To analyse right-censored data, I'm using the tobit regression package called censReg in R. When assuming a fixed effect model, this works fine.
library(censReg)
library(tidyverse)
x=rep(c(0,2,4,6,8),20)
beta0=rep(rnorm(20,0,1),each=5)
ind=rep(1:20,each=5)
beta=2
y=x*beta + beta0 +rnorm(100,0,0.5)
data=data.frame(x=x,y=y,ind=ind) %>% mutate(y_cens=ifelse(y>12,12,y))
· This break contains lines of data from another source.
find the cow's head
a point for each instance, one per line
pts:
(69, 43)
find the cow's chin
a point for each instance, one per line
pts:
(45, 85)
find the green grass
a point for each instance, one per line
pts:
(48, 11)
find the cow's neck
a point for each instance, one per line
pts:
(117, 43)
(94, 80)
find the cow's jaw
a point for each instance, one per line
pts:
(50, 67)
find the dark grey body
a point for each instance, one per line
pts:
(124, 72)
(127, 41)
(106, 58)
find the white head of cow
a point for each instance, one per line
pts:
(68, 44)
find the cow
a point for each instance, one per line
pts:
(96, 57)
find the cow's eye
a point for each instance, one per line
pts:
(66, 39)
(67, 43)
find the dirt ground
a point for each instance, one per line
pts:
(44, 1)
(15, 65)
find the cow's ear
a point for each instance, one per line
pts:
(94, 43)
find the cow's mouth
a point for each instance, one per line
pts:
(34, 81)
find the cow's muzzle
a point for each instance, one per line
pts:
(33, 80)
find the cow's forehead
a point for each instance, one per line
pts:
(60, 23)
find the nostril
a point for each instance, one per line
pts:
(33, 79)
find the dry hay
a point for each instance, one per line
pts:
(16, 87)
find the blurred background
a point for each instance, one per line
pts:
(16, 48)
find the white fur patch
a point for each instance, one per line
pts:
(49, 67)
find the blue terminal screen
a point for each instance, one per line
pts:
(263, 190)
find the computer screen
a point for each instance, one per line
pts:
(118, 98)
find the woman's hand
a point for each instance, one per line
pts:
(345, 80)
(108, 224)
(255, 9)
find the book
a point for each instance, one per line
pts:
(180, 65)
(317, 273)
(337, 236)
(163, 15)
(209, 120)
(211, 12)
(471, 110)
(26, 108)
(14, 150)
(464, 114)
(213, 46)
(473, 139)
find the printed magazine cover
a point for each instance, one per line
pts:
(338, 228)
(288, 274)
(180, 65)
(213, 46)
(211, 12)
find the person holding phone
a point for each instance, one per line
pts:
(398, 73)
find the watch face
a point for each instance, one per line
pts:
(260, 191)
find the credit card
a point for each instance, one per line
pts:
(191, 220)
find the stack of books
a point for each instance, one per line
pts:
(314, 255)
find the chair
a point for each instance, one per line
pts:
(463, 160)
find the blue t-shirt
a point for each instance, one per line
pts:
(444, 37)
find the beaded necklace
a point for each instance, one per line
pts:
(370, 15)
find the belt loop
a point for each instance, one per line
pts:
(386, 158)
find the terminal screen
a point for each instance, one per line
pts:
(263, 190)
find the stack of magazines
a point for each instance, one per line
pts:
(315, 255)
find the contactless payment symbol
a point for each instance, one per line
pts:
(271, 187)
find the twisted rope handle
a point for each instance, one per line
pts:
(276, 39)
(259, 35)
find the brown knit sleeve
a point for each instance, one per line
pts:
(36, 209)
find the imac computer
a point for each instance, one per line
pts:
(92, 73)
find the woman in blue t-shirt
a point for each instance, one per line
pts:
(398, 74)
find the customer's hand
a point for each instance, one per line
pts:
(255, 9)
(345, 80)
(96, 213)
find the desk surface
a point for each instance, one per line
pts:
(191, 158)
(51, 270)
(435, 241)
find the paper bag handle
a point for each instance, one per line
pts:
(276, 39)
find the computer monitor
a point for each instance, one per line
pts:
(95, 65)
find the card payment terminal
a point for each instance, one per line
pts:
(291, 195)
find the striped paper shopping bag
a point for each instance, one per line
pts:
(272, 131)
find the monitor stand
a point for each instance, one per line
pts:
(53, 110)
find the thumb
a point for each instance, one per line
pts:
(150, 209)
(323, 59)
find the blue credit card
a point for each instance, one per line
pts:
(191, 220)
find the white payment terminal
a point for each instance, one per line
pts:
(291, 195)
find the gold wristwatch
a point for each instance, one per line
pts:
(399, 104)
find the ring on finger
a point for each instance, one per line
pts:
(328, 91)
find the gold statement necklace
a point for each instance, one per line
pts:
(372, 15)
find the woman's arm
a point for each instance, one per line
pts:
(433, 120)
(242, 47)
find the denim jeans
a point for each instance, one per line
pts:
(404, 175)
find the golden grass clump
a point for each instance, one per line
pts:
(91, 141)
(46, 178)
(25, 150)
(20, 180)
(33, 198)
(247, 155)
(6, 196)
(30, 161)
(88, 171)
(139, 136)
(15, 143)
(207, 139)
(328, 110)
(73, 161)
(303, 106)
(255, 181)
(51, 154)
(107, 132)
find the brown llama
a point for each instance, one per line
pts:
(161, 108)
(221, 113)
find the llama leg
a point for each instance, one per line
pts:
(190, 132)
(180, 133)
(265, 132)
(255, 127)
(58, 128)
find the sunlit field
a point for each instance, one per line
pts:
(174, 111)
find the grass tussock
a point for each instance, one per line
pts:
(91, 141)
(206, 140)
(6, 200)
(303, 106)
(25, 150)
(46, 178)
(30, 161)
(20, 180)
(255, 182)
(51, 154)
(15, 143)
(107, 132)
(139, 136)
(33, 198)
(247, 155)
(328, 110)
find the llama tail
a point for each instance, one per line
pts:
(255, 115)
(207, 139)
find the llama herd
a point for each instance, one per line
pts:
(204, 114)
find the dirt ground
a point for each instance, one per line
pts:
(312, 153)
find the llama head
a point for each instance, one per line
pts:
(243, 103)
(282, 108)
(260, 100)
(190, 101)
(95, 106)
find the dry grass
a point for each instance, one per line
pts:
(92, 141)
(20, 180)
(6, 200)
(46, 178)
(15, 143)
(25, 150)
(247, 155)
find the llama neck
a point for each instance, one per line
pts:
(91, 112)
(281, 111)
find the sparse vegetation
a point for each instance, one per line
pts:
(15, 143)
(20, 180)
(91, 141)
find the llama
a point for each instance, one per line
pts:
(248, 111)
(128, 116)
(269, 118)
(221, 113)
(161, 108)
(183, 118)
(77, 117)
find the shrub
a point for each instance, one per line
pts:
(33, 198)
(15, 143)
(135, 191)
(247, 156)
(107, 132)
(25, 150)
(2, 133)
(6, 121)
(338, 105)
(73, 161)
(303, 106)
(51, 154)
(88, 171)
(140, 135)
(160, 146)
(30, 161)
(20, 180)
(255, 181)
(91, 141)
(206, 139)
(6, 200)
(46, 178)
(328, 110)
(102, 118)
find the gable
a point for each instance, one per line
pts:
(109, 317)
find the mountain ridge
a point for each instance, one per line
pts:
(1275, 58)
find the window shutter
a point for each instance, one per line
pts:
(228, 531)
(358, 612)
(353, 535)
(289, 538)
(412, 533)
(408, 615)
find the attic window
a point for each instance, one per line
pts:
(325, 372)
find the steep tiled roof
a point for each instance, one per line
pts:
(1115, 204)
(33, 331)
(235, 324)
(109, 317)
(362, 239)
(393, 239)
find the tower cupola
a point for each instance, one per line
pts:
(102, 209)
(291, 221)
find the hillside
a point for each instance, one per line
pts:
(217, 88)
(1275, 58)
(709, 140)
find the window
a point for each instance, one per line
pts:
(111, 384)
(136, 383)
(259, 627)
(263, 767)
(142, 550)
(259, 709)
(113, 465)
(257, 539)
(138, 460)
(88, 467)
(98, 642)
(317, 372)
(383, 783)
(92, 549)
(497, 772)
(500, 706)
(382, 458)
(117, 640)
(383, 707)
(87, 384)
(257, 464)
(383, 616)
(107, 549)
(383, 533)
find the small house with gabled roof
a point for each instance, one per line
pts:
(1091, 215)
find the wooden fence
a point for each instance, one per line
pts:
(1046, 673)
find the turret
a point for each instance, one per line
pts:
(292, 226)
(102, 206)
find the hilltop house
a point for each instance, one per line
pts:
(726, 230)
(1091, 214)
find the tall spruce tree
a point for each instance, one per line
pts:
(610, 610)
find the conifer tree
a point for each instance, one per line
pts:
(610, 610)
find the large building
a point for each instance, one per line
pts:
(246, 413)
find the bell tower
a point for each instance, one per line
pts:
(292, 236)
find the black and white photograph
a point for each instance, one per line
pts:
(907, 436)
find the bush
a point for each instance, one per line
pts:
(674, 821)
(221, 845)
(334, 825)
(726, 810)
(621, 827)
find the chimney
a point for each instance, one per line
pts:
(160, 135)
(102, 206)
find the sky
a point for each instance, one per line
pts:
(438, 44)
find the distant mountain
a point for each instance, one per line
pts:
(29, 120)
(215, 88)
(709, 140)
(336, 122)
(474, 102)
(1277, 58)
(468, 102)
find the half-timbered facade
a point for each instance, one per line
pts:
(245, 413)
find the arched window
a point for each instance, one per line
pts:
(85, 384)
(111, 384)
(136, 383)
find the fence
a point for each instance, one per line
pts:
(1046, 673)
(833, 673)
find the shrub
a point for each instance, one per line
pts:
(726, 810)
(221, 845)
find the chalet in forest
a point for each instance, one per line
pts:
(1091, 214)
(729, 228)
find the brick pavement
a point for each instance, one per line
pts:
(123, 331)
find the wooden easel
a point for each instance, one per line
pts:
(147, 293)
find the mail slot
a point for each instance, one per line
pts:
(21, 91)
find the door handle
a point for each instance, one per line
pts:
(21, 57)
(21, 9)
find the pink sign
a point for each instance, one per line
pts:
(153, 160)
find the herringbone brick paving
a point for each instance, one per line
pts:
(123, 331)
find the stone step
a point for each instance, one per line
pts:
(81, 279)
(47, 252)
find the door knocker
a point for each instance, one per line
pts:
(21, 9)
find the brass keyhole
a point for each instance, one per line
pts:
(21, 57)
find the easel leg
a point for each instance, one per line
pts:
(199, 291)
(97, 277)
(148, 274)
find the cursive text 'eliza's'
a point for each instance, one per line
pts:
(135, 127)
fit = censReg(y_cens ~ x,left=-Inf,right=12, data = data)
fit
Call: censReg(formula = y_cens ~ x, left = -Inf, right = 12, data = data)
Coefficients: (Intercept) x logSigma -0.35715
2.00235 0.01105
But when assuming a random intercept (as I would do in other R packages), the function does not seem to work anymore.
fit = censReg(y_cens ~ x + (1|ind),left=-Inf,right=12, data = data)
fit
Call: censReg(formula = y_cens ~ x + (1 | ind), left = -Inf, right = 12, data = data)
Coefficients: NULL
However,in the vignette (see here), the authors mention some methods to solve random-effect model, but they do not explain how to write it.